Case studies tell a story. They set out a situation or actual event. Case study analysis involves reading the story, determining what is happening, finding the problem, and analysing and finding possible solutions to the problem.
Why use case studies?
Case studies are often used as situational examples to be reviewed and evaluated, to examine how the problem occurred and who the key players were, and to ensure that similar problems do not recur. Case studies are effective step-by-step ways-of-thinking through a situation, evaluating the issues, and taking logical and educated steps towards effective decision-making.
As the problem in a case study is not always clear at first reading, critical analysis skills are applied to the case to determine what the problem actually is. Often there is an underlying problem, or an overall problem, underpinning the situation.
Therefore, the case study needs careful analysis or evaluation. Critical analysis questions and uncovers what is happening at particular times during the case study. Some of the information uncovered is not relevant to the problem and must be carefully filtered and eliminated. Case studies sharpen and hone critical thinking skills and problem-solving skills.
Analysis: the key to reading case studies
The case study must be carefully read and critically analysed using questioning techniques, reason and logic. It is important to make notes as you read and to continually evaluate what is happening at critical times during the case.
Finding the problem
Actively reading and criticising the case in this manner, enables you to focus on the details to find the problem or problems associated with the case then applying problem-solving skills to the identified situation.
Case studies challenge and broaden thinking skills. They encourage students to ask questions of the text and evaluate answers, clearly and logically.
Ask: What is happening here? Who are the key players? How could this be done better? What is wrong and why? Is this the problem or is there another problem impacting the situation? What must be done to get a better result?
Often the answers to these questions lead to more questions and answers and new pathways to solutions.
How to read a case study: five easy steps
Step 1 – Read the case study from beginning to end and get an overall idea of what is happening.

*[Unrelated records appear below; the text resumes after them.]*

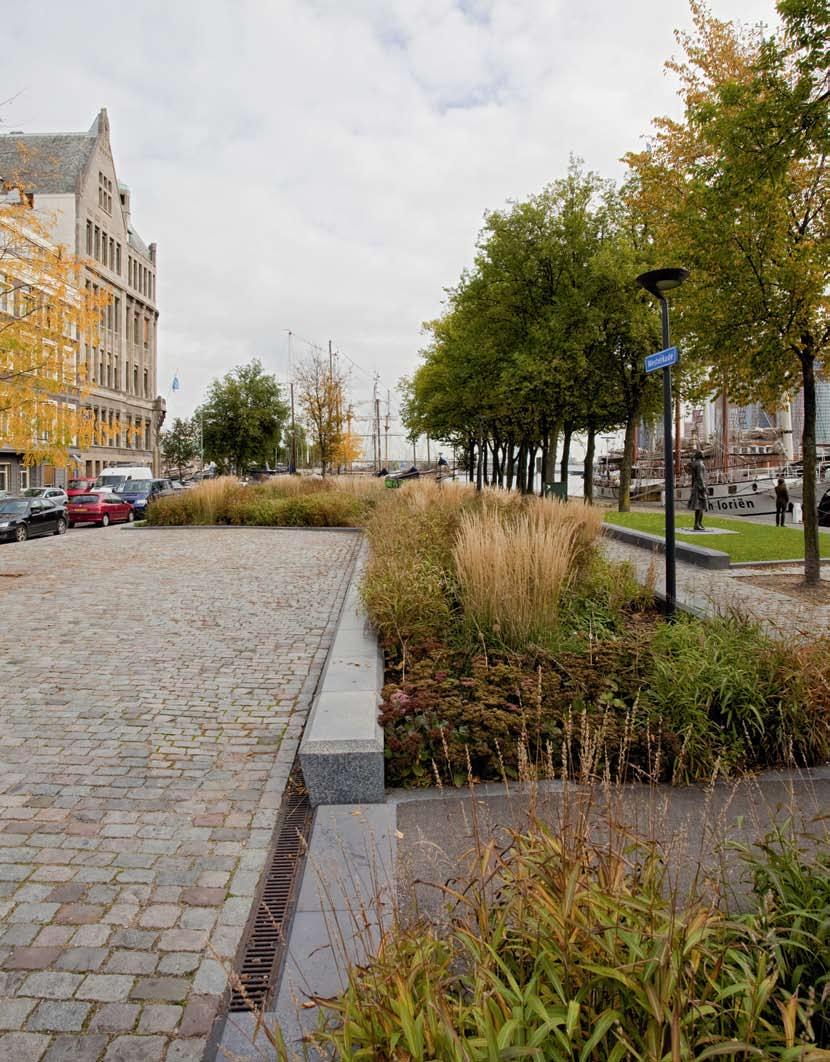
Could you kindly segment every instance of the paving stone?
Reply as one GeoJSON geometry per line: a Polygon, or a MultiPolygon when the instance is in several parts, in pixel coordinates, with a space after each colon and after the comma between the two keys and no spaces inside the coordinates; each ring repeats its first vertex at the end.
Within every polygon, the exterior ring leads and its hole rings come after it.
{"type": "Polygon", "coordinates": [[[40,1062],[50,1039],[45,1033],[6,1033],[0,1036],[0,1058],[4,1062],[40,1062]]]}
{"type": "Polygon", "coordinates": [[[201,995],[219,995],[225,991],[228,971],[216,959],[203,959],[193,979],[193,991],[201,995]]]}
{"type": "Polygon", "coordinates": [[[79,1032],[89,1007],[89,1003],[44,1000],[29,1018],[27,1028],[33,1032],[79,1032]]]}
{"type": "Polygon", "coordinates": [[[141,977],[130,992],[131,999],[154,999],[176,1003],[185,999],[190,981],[183,977],[141,977]]]}
{"type": "Polygon", "coordinates": [[[78,999],[96,999],[101,1003],[126,1002],[133,978],[126,974],[89,974],[77,992],[78,999]]]}
{"type": "Polygon", "coordinates": [[[72,944],[78,948],[100,948],[109,940],[109,926],[79,926],[72,935],[72,944]]]}
{"type": "Polygon", "coordinates": [[[67,948],[55,966],[59,970],[97,970],[107,955],[106,948],[67,948]]]}
{"type": "Polygon", "coordinates": [[[165,1062],[202,1062],[205,1052],[203,1039],[174,1040],[167,1049],[165,1062]]]}
{"type": "Polygon", "coordinates": [[[191,996],[184,1008],[179,1035],[207,1036],[219,1010],[219,997],[210,995],[191,996]]]}
{"type": "Polygon", "coordinates": [[[169,955],[162,956],[158,965],[158,972],[160,974],[192,973],[201,961],[202,956],[196,952],[172,952],[169,955]]]}
{"type": "Polygon", "coordinates": [[[168,929],[161,934],[161,951],[203,951],[210,934],[206,929],[168,929]]]}
{"type": "Polygon", "coordinates": [[[193,904],[195,907],[210,907],[224,903],[225,895],[224,888],[194,886],[182,889],[182,903],[193,904]]]}
{"type": "Polygon", "coordinates": [[[104,1003],[89,1023],[90,1032],[131,1032],[141,1007],[138,1003],[104,1003]]]}
{"type": "Polygon", "coordinates": [[[140,1033],[172,1032],[179,1024],[182,1008],[174,1003],[148,1003],[138,1022],[140,1033]]]}
{"type": "Polygon", "coordinates": [[[34,999],[0,999],[0,1031],[22,1029],[34,1006],[34,999]]]}
{"type": "Polygon", "coordinates": [[[164,1036],[119,1036],[107,1048],[104,1062],[149,1062],[162,1058],[166,1046],[164,1036]]]}
{"type": "Polygon", "coordinates": [[[55,912],[52,919],[57,925],[87,926],[101,921],[104,908],[98,904],[67,903],[55,912]]]}
{"type": "Polygon", "coordinates": [[[89,1034],[58,1036],[43,1056],[43,1062],[98,1062],[107,1039],[106,1036],[89,1034]]]}
{"type": "Polygon", "coordinates": [[[39,970],[29,974],[20,986],[20,995],[36,999],[70,999],[81,981],[81,974],[39,970]]]}
{"type": "Polygon", "coordinates": [[[150,951],[114,951],[106,965],[105,973],[151,974],[159,961],[150,951]]]}
{"type": "Polygon", "coordinates": [[[158,903],[142,911],[139,925],[150,929],[169,929],[179,920],[181,908],[174,903],[158,903]]]}

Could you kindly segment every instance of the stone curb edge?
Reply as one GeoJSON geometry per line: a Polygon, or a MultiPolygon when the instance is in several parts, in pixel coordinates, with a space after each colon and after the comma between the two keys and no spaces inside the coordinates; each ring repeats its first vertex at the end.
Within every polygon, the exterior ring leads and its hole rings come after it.
{"type": "Polygon", "coordinates": [[[383,652],[360,600],[368,549],[364,539],[300,742],[300,766],[313,807],[385,800],[378,722],[383,652]]]}

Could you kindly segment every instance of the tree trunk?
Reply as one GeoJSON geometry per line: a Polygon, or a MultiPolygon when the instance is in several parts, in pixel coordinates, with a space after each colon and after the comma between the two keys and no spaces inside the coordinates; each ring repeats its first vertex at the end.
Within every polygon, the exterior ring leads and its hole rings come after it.
{"type": "Polygon", "coordinates": [[[571,435],[573,435],[573,428],[570,424],[566,424],[562,432],[562,461],[559,465],[559,478],[565,484],[568,482],[568,465],[571,460],[571,435]]]}
{"type": "Polygon", "coordinates": [[[516,469],[516,489],[524,494],[527,489],[527,446],[519,443],[519,467],[516,469]]]}
{"type": "Polygon", "coordinates": [[[501,459],[499,453],[501,447],[497,437],[493,437],[493,475],[490,477],[493,481],[493,486],[501,486],[501,459]]]}
{"type": "Polygon", "coordinates": [[[483,454],[482,437],[479,436],[478,446],[476,447],[476,490],[480,491],[484,483],[484,454],[483,454]]]}
{"type": "Polygon", "coordinates": [[[544,496],[545,496],[545,483],[547,483],[547,479],[545,477],[547,476],[547,473],[548,473],[548,451],[549,450],[550,450],[550,432],[548,431],[547,428],[545,428],[544,434],[542,435],[542,474],[539,477],[539,479],[541,480],[541,482],[539,484],[539,497],[540,498],[544,498],[544,496]]]}
{"type": "Polygon", "coordinates": [[[634,453],[634,441],[637,438],[637,422],[640,419],[640,403],[636,408],[629,411],[625,422],[625,442],[623,443],[623,459],[620,466],[620,486],[617,496],[617,507],[621,513],[631,511],[631,472],[634,467],[636,454],[634,453]]]}
{"type": "Polygon", "coordinates": [[[816,503],[816,361],[812,342],[805,343],[799,357],[804,381],[804,427],[801,432],[801,461],[804,468],[804,579],[808,586],[818,586],[821,565],[816,503]]]}
{"type": "Polygon", "coordinates": [[[472,435],[467,439],[467,478],[470,483],[476,478],[476,443],[472,435]]]}
{"type": "Polygon", "coordinates": [[[533,484],[536,482],[536,451],[538,449],[536,443],[532,443],[527,451],[527,482],[525,489],[528,494],[533,494],[533,484]]]}
{"type": "Polygon", "coordinates": [[[594,504],[594,449],[597,431],[593,424],[588,425],[588,442],[585,447],[585,461],[582,465],[582,497],[589,504],[594,504]]]}
{"type": "Polygon", "coordinates": [[[516,454],[513,447],[513,440],[507,440],[507,489],[513,490],[513,476],[515,474],[516,454]]]}

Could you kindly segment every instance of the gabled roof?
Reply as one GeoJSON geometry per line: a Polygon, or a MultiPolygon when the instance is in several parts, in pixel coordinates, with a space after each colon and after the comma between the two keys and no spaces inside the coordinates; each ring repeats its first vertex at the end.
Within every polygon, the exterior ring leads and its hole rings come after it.
{"type": "Polygon", "coordinates": [[[0,180],[41,195],[75,192],[97,138],[97,120],[88,133],[6,133],[0,136],[0,180]]]}

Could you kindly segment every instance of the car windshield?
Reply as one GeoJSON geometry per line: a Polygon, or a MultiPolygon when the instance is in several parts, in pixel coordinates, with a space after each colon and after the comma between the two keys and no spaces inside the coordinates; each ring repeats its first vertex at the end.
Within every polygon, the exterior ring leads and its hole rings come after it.
{"type": "Polygon", "coordinates": [[[99,476],[95,480],[95,486],[109,487],[110,490],[118,490],[118,488],[126,482],[126,476],[99,476]]]}
{"type": "Polygon", "coordinates": [[[5,500],[0,499],[0,515],[2,516],[11,516],[17,515],[19,513],[25,513],[28,508],[29,503],[27,501],[21,501],[19,498],[6,498],[5,500]]]}
{"type": "Polygon", "coordinates": [[[152,484],[149,479],[133,479],[118,487],[119,494],[149,494],[152,484]]]}
{"type": "Polygon", "coordinates": [[[97,505],[101,499],[97,494],[76,494],[72,499],[73,505],[97,505]]]}
{"type": "Polygon", "coordinates": [[[43,495],[45,493],[46,493],[46,490],[45,490],[44,487],[27,487],[23,491],[23,494],[27,498],[39,498],[39,497],[41,497],[41,495],[43,495]]]}
{"type": "Polygon", "coordinates": [[[89,490],[88,479],[70,479],[69,490],[89,490]]]}

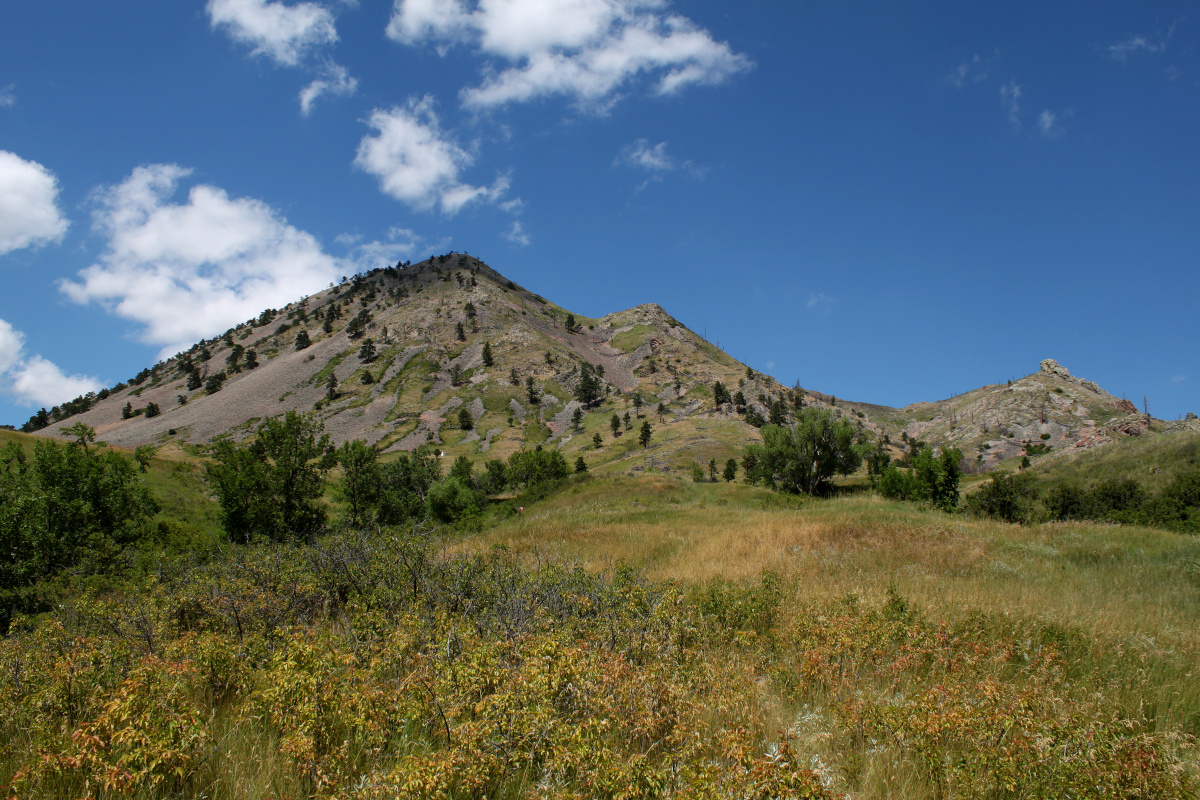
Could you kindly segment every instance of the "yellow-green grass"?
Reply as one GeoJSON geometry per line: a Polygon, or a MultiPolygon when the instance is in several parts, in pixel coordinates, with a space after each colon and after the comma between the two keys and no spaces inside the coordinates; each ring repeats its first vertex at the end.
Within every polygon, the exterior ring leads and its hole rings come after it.
{"type": "Polygon", "coordinates": [[[1091,486],[1109,479],[1133,479],[1157,491],[1176,475],[1200,469],[1200,432],[1130,437],[1078,454],[1044,458],[1033,474],[1046,485],[1091,486]]]}
{"type": "MultiPolygon", "coordinates": [[[[1164,724],[1200,730],[1200,541],[1150,528],[1020,527],[872,495],[789,502],[743,483],[661,476],[580,483],[457,547],[503,545],[591,570],[630,564],[657,580],[782,576],[798,605],[889,587],[932,618],[998,614],[1082,632],[1134,654],[1164,724]]],[[[1122,656],[1123,657],[1123,656],[1122,656]]],[[[1149,695],[1147,697],[1146,695],[1149,695]]]]}

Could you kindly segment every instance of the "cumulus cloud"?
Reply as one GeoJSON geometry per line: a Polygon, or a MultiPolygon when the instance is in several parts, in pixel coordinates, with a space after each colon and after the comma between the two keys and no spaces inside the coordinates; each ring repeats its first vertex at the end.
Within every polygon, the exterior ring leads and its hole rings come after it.
{"type": "Polygon", "coordinates": [[[16,84],[10,83],[0,89],[0,108],[12,108],[17,104],[16,84]]]}
{"type": "Polygon", "coordinates": [[[67,232],[58,210],[58,179],[36,161],[0,150],[0,256],[56,242],[67,232]]]}
{"type": "Polygon", "coordinates": [[[208,0],[205,10],[214,28],[284,66],[297,66],[307,52],[338,38],[333,14],[316,3],[208,0]]]}
{"type": "MultiPolygon", "coordinates": [[[[285,67],[312,64],[309,58],[338,40],[333,13],[316,3],[287,6],[276,0],[209,0],[212,27],[225,30],[255,55],[285,67]]],[[[316,77],[300,91],[300,113],[308,116],[322,95],[352,95],[358,80],[346,68],[326,59],[313,67],[316,77]]]]}
{"type": "Polygon", "coordinates": [[[171,202],[190,170],[138,167],[96,194],[94,228],[108,236],[100,260],[60,289],[142,325],[160,356],[336,280],[344,264],[267,204],[193,186],[171,202]]]}
{"type": "Polygon", "coordinates": [[[603,111],[635,78],[672,94],[750,67],[746,56],[677,14],[667,0],[395,0],[387,34],[403,44],[455,44],[508,62],[464,89],[463,105],[486,109],[565,95],[603,111]]]}
{"type": "Polygon", "coordinates": [[[25,335],[0,319],[0,390],[24,406],[53,407],[103,384],[96,378],[67,375],[40,355],[25,357],[25,335]]]}
{"type": "Polygon", "coordinates": [[[367,125],[374,133],[359,142],[354,165],[378,178],[385,194],[412,208],[428,211],[436,206],[456,214],[475,201],[499,203],[508,191],[506,175],[491,186],[459,180],[475,157],[441,130],[429,96],[404,107],[375,109],[367,125]]]}
{"type": "Polygon", "coordinates": [[[533,238],[525,231],[525,226],[519,220],[513,220],[513,224],[508,230],[501,234],[506,242],[511,242],[519,247],[528,247],[533,243],[533,238]]]}
{"type": "Polygon", "coordinates": [[[312,112],[313,103],[323,94],[346,96],[356,91],[358,78],[351,77],[341,64],[331,62],[325,65],[321,77],[300,90],[300,113],[307,117],[312,112]]]}
{"type": "Polygon", "coordinates": [[[1009,81],[1000,87],[1000,105],[1008,116],[1009,124],[1016,130],[1021,130],[1021,86],[1016,81],[1009,81]]]}
{"type": "Polygon", "coordinates": [[[828,306],[832,302],[833,302],[833,298],[829,297],[828,295],[826,295],[824,293],[810,294],[808,296],[808,302],[806,302],[804,304],[804,307],[805,308],[820,308],[822,306],[828,306]]]}

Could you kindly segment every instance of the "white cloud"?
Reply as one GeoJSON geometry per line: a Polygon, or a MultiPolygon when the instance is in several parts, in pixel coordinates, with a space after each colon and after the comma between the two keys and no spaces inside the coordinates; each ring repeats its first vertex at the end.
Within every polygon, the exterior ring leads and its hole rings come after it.
{"type": "Polygon", "coordinates": [[[651,147],[650,142],[646,139],[638,139],[625,147],[618,156],[618,161],[650,172],[667,172],[675,169],[675,161],[667,155],[667,143],[659,142],[651,147]]]}
{"type": "Polygon", "coordinates": [[[17,104],[17,95],[13,90],[16,89],[16,84],[10,83],[3,89],[0,89],[0,108],[12,108],[17,104]]]}
{"type": "Polygon", "coordinates": [[[359,237],[346,234],[339,236],[337,241],[349,248],[349,260],[356,265],[356,271],[362,272],[395,266],[401,259],[418,254],[444,252],[450,246],[449,238],[428,242],[415,231],[400,227],[391,228],[382,241],[359,244],[359,237]]]}
{"type": "Polygon", "coordinates": [[[0,319],[0,390],[24,406],[53,407],[103,388],[96,378],[67,375],[39,355],[24,357],[25,335],[0,319]]]}
{"type": "Polygon", "coordinates": [[[1067,132],[1059,120],[1059,115],[1049,109],[1038,115],[1038,130],[1048,139],[1057,139],[1067,132]]]}
{"type": "Polygon", "coordinates": [[[525,226],[515,219],[509,229],[501,234],[501,237],[506,242],[512,242],[520,247],[528,247],[533,243],[533,238],[526,232],[525,226]]]}
{"type": "Polygon", "coordinates": [[[1108,57],[1124,64],[1129,60],[1130,56],[1137,53],[1161,53],[1167,49],[1165,41],[1154,43],[1145,36],[1130,36],[1123,42],[1117,42],[1108,46],[1105,52],[1108,57]]]}
{"type": "Polygon", "coordinates": [[[429,96],[410,100],[403,108],[375,109],[367,124],[375,133],[359,142],[354,165],[378,178],[385,194],[415,209],[440,206],[456,214],[476,200],[499,203],[508,191],[506,175],[490,187],[459,181],[459,173],[475,157],[443,133],[429,96]]]}
{"type": "MultiPolygon", "coordinates": [[[[206,10],[214,29],[223,28],[235,41],[254,48],[255,55],[285,67],[311,64],[309,55],[338,40],[333,12],[316,3],[208,0],[206,10]]],[[[352,95],[358,90],[358,79],[327,58],[313,71],[316,77],[300,90],[300,113],[306,117],[322,95],[352,95]]]]}
{"type": "Polygon", "coordinates": [[[68,223],[57,200],[58,180],[53,172],[0,150],[0,256],[60,240],[68,223]]]}
{"type": "Polygon", "coordinates": [[[300,113],[307,117],[312,112],[313,103],[323,94],[345,96],[356,91],[358,79],[351,77],[342,65],[331,62],[325,65],[321,77],[300,90],[300,113]]]}
{"type": "Polygon", "coordinates": [[[1172,375],[1171,376],[1171,383],[1183,383],[1186,380],[1187,380],[1186,375],[1172,375]]]}
{"type": "Polygon", "coordinates": [[[961,89],[968,83],[980,83],[987,80],[987,78],[987,62],[976,54],[969,61],[964,61],[955,67],[946,80],[961,89]]]}
{"type": "Polygon", "coordinates": [[[1008,115],[1009,123],[1021,130],[1021,86],[1016,81],[1009,81],[1000,87],[1000,105],[1008,115]]]}
{"type": "Polygon", "coordinates": [[[21,361],[21,351],[24,347],[25,334],[0,319],[0,375],[21,361]]]}
{"type": "Polygon", "coordinates": [[[655,91],[719,83],[750,60],[715,41],[691,20],[666,14],[667,0],[395,0],[387,34],[397,42],[431,42],[442,53],[473,45],[510,66],[488,67],[463,104],[485,109],[566,95],[594,111],[616,101],[638,76],[656,76],[655,91]]]}
{"type": "Polygon", "coordinates": [[[198,185],[171,203],[188,174],[152,164],[97,192],[94,227],[108,248],[79,282],[61,283],[63,293],[140,323],[141,340],[165,357],[344,274],[343,262],[262,201],[198,185]]]}
{"type": "Polygon", "coordinates": [[[254,48],[278,64],[294,67],[310,50],[337,41],[333,14],[316,3],[285,6],[267,0],[209,0],[205,10],[214,28],[254,48]]]}
{"type": "Polygon", "coordinates": [[[828,295],[826,295],[824,293],[810,294],[808,296],[808,302],[806,302],[804,304],[804,307],[805,308],[818,308],[821,306],[828,306],[832,303],[833,303],[833,298],[829,297],[828,295]]]}

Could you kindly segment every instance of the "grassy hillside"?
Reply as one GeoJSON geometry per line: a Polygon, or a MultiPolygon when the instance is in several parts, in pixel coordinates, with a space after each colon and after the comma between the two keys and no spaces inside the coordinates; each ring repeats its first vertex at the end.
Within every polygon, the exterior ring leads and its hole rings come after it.
{"type": "Polygon", "coordinates": [[[1110,479],[1132,479],[1158,491],[1177,475],[1200,467],[1200,432],[1136,436],[1083,453],[1069,453],[1035,464],[1040,483],[1091,486],[1110,479]]]}

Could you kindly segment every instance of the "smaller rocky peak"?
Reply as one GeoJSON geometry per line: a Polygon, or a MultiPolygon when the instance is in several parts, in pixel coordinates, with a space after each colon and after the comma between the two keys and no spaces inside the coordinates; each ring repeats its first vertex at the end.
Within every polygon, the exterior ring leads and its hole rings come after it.
{"type": "Polygon", "coordinates": [[[1059,364],[1053,358],[1047,358],[1042,362],[1042,372],[1046,373],[1047,375],[1057,375],[1060,378],[1068,378],[1071,380],[1074,380],[1075,378],[1075,376],[1072,375],[1066,367],[1064,367],[1062,364],[1059,364]]]}

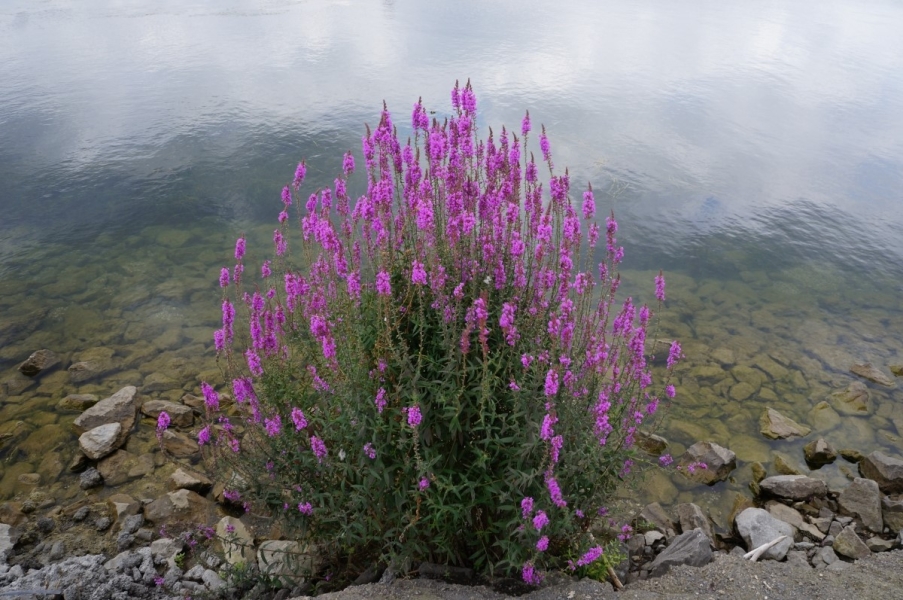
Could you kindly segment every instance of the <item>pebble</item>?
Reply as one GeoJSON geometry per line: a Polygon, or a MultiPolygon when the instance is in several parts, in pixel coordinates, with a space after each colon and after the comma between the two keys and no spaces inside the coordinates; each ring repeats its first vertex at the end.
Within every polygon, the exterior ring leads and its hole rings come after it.
{"type": "Polygon", "coordinates": [[[94,528],[97,531],[106,531],[112,524],[113,521],[111,521],[109,517],[100,517],[99,519],[94,521],[94,528]]]}
{"type": "Polygon", "coordinates": [[[41,517],[38,519],[38,531],[41,533],[50,533],[56,527],[56,522],[50,517],[41,517]]]}
{"type": "Polygon", "coordinates": [[[76,521],[76,522],[84,521],[85,519],[88,518],[89,512],[90,511],[88,510],[87,506],[82,506],[80,509],[78,509],[77,511],[75,511],[72,514],[72,520],[76,521]]]}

Step 2 – Actively read again, making connections with the text by highlighting anything you feel is important and related to the problem.
Step 3 – Review your theoretical papers, journal articles or other texts and find material that you can apply to the text. These theoretical papers provide a framework for analysing the situation and for keeping you focussed on the situation, the theory and the language when writing. Apply the theory to the case and use it as an investigative and application tool to find solutions to the problem.
Step 4 – Re-read the case
– Highlight areas that seem important to the case.
– Ask: Is this correct or is there a problem? Ask questions: What? How? Who? How can this be?
– Be a detective: investigate and eliminate what is irrelevant to the situation and does not logically appear to fit the context.
– Apply the theories you have read and consider possible solutions. The theories are your evidence for your ultimate decisions for problem-solving.
– Make notes. Analyse and organise the information.
Step 5 – Write your answer, detailing the issues, your analysis, findings and recommendations for solutions based on the theories read. Use the theory as evidence for your decisions.
You could structure your case study as follows:
• Analysis of the case
• Identification of major issues
• Possible solutions (with reference to existing theories/ literature)
• Your lecturer may prefer a different format; be sure to check first!
• The best case study answers integrate the theory with the practical.